Ausência de hidrogênio e acetileno na superfície de Titã seriam indícios da presença de vida alienígena? [ATUALIZADO]

Lago de hidrocarbonetos em Titã. Crédito da concepção artística: NASA/JPL

Lago de hidrocarbonetos em Titã. Crédito da concepção artística: NASA/JPL

Duas assinaturas potenciais da presença da vida em Titã, lua de Saturno, foram encontradas pela sonda robótica Cassini. Os cientistas, no entanto, apontam que reações químicas não biológicas também podem gerar tais cenários.

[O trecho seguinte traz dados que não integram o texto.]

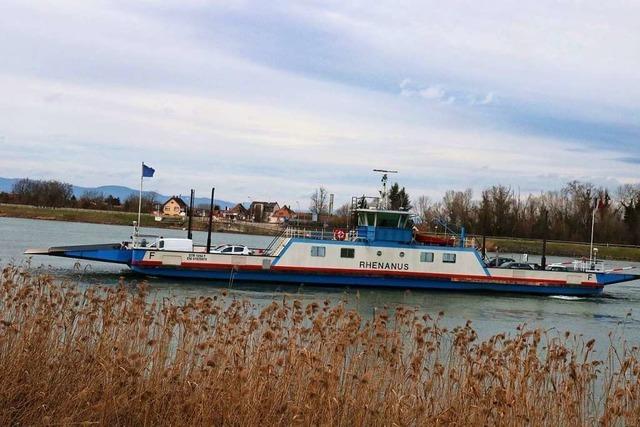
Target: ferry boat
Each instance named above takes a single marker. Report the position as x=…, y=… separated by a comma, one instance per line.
x=381, y=249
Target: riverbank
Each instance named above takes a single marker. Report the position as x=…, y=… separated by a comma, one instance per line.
x=573, y=250
x=117, y=356
x=127, y=218
x=504, y=245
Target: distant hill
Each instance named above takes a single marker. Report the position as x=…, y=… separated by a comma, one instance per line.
x=6, y=185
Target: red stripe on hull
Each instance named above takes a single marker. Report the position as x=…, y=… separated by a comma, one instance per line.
x=422, y=275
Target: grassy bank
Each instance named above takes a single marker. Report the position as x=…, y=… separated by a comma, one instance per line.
x=126, y=218
x=116, y=357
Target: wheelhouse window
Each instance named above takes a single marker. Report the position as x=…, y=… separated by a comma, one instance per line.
x=450, y=258
x=318, y=251
x=426, y=256
x=347, y=253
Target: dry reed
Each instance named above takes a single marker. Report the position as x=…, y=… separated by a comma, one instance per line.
x=114, y=356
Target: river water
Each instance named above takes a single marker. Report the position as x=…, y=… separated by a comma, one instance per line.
x=618, y=311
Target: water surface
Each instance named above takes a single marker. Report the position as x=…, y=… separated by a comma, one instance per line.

Titã tem um clima frio demais para suportar a existência de água líquida em sua superfície. No entanto, alguns exobiólogos têm sugerido que formas exóticas de vida poderiam viver em seus lagos líquidos de metano e etano que pontuam a superfície desta gigantesca lua.

Em 2005, Chris McKay do Ames Research Center da NASA em Moffett Field, junto com Heather R. Smith do International Space University em Strasbourg, França, sugeriram que tais micróbios poderiam existir através da respiração do gás hidrogênio e se alimentando da molécula orgânica acetileno, criando o metano como resíduo do processo digestivo.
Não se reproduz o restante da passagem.